Sorunun ilk nedeni; anneden, güvenli ev ortamından ayrılacak olmanın verdiği huzursuzluktur. Özellikle günümüzde aileler çocuklarını yetiştirirken aşırı korumacı ve kollayıcı olabiliyorlar. Çocuklar okul çağına gelene kadar ailesinden bağımsız değilmiş yani ayrı bir birey değilmiş gibi büyüyor. Çocuk ev ortamında tıpkı bir cam fanusta gibi yetişiyor. Ve cam fanustan çıkma zamanı geldiğinde evden ayrı kalma korkusu çocukta aşırı endişe ve terk edilme duygusu yaşamasına sebep olabiliyor. Bir başka neden olarak da “yenilikler” gösterilebilir. Yeni insanlar, yeni kurallar, kalabalık, yeni sorumluluklar, yeni roller… Çocuğun bunlarla baş edebilme becerisine göre onları etkileyebiliyor. Tamamen anne ve babasının korumasındaki çocuklar ise burada zorlanıyor. Ayrıca ailenin başarı beklentisinin olması ve çocuğun bunu algılama derecesi de okul fobisinin oluşmasına katkı sağlayabiliyor. Ebeveynlerinin beklentilerini karşılayabilmek çocuklarda strese sebep olabiliyor. Yeni ortamlarda bir takım çocuklar kendilerini yalnız hissedebilirler. Özellikle arkadaş edinme konusunda yetersiz yada isteksiz olan çekingen çocuklar yalnız kalıp arkadaşları tarafından reddedilebilirler. Bu durum karşısında kalabalıklar içerisinde kendilerini yalnız hissedebilir ve okula gitme isteklerine engel olabilir. Bir diğer sebep ise; okul ortamında çocukların zarar verici davranışlara maruz kalmaları olabilir.

Okul Fobisi Olan Çocuğa Yaklaşım

Okul fobisi yaşayan çocuklara yardım ederken öncelikle anne-baba ve öğretmenin işbirliği içerisinde olması önemlidir. Çocuklar okula gitmek istemedikleri için suçlanmamalı ve asla cezalandırılmamalıdır. Okula gitmenin gerekliliği konusunda aile ve öğretmeni net bir tavır göstermeli, çocuk okula özendirilmeli ve kendisini anlayışla karşılayarak destekleyici olunmalıdır. Bu korkuyu yaşayan çocuğun korkusu görmezden gelinmemeli ve yalnız olmadığı hissettirilmelidir.
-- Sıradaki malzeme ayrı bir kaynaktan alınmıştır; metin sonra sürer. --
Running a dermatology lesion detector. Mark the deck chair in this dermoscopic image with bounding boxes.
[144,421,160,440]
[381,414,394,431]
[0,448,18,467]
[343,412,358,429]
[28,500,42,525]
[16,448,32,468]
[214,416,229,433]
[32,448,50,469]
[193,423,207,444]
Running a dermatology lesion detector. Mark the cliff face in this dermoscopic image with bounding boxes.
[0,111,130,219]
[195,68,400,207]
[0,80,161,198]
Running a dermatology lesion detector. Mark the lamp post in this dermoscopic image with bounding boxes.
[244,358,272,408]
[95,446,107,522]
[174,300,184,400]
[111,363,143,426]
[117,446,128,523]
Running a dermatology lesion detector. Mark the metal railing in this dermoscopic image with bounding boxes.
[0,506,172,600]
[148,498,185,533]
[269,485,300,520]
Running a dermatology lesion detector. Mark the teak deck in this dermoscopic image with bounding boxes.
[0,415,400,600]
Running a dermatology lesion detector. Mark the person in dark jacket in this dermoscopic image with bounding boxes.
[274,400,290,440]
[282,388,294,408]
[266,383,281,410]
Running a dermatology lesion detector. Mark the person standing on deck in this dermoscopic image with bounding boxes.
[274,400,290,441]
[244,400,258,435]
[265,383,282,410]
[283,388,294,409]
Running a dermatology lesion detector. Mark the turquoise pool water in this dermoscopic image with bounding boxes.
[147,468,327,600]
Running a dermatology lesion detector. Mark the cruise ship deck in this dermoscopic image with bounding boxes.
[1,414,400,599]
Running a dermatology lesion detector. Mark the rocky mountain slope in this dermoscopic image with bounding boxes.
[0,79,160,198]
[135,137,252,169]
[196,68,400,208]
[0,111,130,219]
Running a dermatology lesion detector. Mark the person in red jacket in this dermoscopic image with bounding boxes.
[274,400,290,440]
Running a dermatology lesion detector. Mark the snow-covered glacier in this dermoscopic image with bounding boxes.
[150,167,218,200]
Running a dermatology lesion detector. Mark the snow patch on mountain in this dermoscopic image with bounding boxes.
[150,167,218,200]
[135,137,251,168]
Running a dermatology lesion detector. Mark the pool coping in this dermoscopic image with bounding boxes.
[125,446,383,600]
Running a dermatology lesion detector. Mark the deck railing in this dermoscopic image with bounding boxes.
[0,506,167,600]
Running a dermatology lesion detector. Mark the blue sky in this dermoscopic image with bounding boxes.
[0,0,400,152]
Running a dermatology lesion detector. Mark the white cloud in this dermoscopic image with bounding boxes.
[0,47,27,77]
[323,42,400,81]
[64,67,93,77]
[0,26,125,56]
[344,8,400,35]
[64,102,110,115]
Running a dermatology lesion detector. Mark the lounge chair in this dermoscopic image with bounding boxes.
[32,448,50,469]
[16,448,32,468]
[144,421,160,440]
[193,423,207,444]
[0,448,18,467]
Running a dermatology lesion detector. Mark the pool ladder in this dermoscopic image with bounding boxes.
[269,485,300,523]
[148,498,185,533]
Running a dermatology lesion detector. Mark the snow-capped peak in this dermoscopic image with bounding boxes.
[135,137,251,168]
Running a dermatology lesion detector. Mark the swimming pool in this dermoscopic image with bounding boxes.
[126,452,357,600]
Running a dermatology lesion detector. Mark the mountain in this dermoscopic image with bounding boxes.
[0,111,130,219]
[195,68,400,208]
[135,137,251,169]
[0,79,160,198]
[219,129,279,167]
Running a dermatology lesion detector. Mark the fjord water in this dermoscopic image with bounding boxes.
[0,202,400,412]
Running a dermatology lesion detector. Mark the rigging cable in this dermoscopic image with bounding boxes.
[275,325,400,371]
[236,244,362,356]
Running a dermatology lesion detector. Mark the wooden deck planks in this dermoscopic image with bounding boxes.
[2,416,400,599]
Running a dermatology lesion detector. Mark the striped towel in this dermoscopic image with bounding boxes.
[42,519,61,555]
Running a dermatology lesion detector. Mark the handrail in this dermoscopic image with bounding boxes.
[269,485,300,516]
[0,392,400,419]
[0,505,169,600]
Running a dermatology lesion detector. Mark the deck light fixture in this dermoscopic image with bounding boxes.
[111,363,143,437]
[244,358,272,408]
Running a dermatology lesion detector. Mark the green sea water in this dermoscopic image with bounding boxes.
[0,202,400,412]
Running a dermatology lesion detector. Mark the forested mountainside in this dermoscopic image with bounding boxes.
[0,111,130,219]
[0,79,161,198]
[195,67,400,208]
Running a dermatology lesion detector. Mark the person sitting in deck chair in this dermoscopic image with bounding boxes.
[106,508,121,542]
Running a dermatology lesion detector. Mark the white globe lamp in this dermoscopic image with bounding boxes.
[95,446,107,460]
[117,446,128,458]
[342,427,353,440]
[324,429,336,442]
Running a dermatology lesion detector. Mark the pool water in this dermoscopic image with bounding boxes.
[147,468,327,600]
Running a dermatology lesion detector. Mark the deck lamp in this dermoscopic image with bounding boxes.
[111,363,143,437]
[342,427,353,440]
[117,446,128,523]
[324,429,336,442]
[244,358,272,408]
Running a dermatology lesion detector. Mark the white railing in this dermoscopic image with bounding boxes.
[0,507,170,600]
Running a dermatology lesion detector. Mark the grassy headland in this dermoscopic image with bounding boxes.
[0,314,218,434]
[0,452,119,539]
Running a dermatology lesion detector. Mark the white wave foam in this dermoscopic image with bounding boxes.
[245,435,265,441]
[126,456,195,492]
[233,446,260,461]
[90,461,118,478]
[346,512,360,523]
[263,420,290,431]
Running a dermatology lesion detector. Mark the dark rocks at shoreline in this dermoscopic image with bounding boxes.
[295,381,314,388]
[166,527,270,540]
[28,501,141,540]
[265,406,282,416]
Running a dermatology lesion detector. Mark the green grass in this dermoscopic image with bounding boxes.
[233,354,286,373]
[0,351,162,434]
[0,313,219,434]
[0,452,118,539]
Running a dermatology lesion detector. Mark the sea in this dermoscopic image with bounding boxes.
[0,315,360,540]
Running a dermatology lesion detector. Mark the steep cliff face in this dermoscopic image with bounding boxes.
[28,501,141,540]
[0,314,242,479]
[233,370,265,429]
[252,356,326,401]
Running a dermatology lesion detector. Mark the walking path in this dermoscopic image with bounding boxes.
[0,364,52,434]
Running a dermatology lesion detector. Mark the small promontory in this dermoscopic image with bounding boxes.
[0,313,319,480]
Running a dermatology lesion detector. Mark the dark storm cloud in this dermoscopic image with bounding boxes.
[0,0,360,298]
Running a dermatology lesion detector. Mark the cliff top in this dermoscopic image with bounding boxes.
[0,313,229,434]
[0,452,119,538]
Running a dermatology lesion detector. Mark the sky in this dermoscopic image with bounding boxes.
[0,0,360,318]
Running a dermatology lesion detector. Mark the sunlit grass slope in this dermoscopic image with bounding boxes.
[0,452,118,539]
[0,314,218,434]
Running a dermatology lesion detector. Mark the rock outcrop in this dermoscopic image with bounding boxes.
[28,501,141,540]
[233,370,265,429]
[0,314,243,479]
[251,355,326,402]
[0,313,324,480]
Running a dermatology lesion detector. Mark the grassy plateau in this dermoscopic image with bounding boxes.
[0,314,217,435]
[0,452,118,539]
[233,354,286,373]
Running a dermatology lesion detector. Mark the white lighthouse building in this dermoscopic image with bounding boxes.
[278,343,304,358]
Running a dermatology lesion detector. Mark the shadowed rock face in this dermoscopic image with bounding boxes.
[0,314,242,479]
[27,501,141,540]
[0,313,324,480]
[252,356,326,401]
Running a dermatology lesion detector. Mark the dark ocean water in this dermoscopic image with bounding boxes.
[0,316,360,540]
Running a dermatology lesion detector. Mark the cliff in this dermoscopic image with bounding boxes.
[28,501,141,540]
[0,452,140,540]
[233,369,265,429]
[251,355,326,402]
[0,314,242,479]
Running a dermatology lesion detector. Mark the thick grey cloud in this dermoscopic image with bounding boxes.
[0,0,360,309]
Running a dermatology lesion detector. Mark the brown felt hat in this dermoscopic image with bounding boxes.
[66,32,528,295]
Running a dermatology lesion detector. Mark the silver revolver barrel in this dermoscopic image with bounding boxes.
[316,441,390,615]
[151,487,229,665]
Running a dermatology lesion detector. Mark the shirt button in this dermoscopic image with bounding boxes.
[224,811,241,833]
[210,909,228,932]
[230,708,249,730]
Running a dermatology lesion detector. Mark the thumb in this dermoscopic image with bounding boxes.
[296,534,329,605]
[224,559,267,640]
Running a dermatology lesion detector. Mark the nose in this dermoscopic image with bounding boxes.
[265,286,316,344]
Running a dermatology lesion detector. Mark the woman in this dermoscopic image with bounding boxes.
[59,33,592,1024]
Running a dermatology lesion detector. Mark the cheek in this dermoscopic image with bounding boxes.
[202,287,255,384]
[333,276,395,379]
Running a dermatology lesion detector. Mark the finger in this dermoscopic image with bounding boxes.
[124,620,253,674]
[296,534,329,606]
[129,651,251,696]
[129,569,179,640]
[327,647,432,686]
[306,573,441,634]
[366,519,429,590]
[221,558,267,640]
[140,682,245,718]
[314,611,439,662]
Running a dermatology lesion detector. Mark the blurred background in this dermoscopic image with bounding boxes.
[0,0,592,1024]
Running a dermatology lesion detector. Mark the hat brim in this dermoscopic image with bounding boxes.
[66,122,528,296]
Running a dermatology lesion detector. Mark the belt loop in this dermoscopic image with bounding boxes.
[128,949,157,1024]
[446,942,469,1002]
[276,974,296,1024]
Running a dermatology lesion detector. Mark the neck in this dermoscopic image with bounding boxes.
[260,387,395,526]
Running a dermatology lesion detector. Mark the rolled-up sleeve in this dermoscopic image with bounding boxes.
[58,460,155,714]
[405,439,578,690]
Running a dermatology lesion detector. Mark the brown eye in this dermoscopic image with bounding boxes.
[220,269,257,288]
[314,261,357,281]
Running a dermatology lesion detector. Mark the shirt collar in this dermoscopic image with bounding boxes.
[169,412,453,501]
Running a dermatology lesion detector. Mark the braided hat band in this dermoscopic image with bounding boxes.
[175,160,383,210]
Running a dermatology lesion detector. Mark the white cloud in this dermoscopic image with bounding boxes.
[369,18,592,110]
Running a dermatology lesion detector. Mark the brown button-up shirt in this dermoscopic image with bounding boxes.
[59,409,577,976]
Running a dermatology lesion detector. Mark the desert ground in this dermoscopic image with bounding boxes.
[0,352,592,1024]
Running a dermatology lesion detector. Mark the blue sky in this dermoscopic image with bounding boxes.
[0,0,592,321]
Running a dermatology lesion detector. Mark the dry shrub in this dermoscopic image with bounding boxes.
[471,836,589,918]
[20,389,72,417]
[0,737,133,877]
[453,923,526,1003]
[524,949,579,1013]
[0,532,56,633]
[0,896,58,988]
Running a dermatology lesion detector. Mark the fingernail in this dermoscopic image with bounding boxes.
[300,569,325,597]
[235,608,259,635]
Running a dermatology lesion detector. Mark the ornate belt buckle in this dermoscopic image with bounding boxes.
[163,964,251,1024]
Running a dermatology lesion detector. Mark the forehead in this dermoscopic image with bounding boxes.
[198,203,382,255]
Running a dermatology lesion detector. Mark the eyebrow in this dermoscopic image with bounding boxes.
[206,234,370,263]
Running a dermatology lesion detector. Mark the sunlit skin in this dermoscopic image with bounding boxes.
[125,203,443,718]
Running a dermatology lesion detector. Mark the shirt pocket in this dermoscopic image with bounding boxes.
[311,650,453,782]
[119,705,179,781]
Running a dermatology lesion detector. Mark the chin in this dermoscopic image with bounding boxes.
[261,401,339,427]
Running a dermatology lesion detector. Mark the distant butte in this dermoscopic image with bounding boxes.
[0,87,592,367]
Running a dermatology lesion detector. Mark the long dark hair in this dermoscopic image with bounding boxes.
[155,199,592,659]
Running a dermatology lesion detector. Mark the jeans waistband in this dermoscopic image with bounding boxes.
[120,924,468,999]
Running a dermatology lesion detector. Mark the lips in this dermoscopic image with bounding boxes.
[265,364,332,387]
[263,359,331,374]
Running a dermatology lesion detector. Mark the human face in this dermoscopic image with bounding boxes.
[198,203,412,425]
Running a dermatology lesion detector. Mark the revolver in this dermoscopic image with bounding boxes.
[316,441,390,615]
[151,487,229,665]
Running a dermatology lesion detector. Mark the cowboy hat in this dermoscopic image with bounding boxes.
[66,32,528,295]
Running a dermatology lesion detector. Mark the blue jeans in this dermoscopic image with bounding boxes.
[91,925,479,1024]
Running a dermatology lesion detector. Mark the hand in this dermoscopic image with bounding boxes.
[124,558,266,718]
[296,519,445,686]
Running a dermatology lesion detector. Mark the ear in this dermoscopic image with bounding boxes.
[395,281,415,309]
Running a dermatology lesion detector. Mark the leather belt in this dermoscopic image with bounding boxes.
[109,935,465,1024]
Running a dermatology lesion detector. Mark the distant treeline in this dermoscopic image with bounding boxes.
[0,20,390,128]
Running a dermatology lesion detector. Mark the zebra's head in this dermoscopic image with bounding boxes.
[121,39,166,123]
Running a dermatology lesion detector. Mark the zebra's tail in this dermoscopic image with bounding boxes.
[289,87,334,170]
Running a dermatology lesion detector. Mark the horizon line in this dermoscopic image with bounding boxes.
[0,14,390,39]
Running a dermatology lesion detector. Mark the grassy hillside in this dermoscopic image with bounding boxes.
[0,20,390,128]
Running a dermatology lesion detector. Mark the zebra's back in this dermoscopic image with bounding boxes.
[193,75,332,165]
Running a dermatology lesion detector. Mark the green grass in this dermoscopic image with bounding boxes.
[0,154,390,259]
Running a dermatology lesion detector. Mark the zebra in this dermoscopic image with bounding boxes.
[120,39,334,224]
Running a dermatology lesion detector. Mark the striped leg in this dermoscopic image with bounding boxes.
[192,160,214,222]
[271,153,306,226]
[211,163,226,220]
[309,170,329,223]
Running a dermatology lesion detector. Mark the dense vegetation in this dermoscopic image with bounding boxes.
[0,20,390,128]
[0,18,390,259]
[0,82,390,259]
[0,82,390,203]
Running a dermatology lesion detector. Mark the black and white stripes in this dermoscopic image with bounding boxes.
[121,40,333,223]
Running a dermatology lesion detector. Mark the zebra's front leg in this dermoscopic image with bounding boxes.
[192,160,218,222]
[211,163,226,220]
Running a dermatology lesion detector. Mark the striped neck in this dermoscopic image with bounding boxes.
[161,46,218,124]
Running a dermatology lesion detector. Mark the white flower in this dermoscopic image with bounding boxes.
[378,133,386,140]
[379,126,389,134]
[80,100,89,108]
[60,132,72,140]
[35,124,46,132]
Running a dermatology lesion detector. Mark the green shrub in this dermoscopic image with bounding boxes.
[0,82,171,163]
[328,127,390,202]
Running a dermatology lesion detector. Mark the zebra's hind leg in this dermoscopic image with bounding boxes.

Çocuğun endişeleri ve duyguları üzerinde konuşmaya çalışarak hem sıkıntısı paylaşılabilir hem de yalnız olmadığını hissetmesi sağlanabilir. Ebeveynlerin beklenti düzeylerini gerçekçi kılıp çocuğa zaman tanıması gerekir. Okula başlamadan önce okul hakkında gerçekçi olmayan şeyler anlatılmamalı, okul ve öğretmenler tanıtılmalıdır. Okulda geçirdiği zamanlardaki ayrılığın geçici olduğu anlatılmalı, vedalaşmalar kısa tutularak ayrılığın doğal olduğu gösterilmelidir. Çocuğun okula gideceği günler aile bireyleri sıradan bir günmüş gibi davranmalı ve korkuyu hatırlatacak davranışlardan uzak durmaları gerekir. Sorun daha zor ise çocuğun birkaç saatliğine daha sonra sistematik bir şekilde tam gün okula gitmesine izin verilebilir. Tüm bunlara rağmen eğer çocuğa yardımcı olunamıyorsa bir profesyonelden destek almak gerekir.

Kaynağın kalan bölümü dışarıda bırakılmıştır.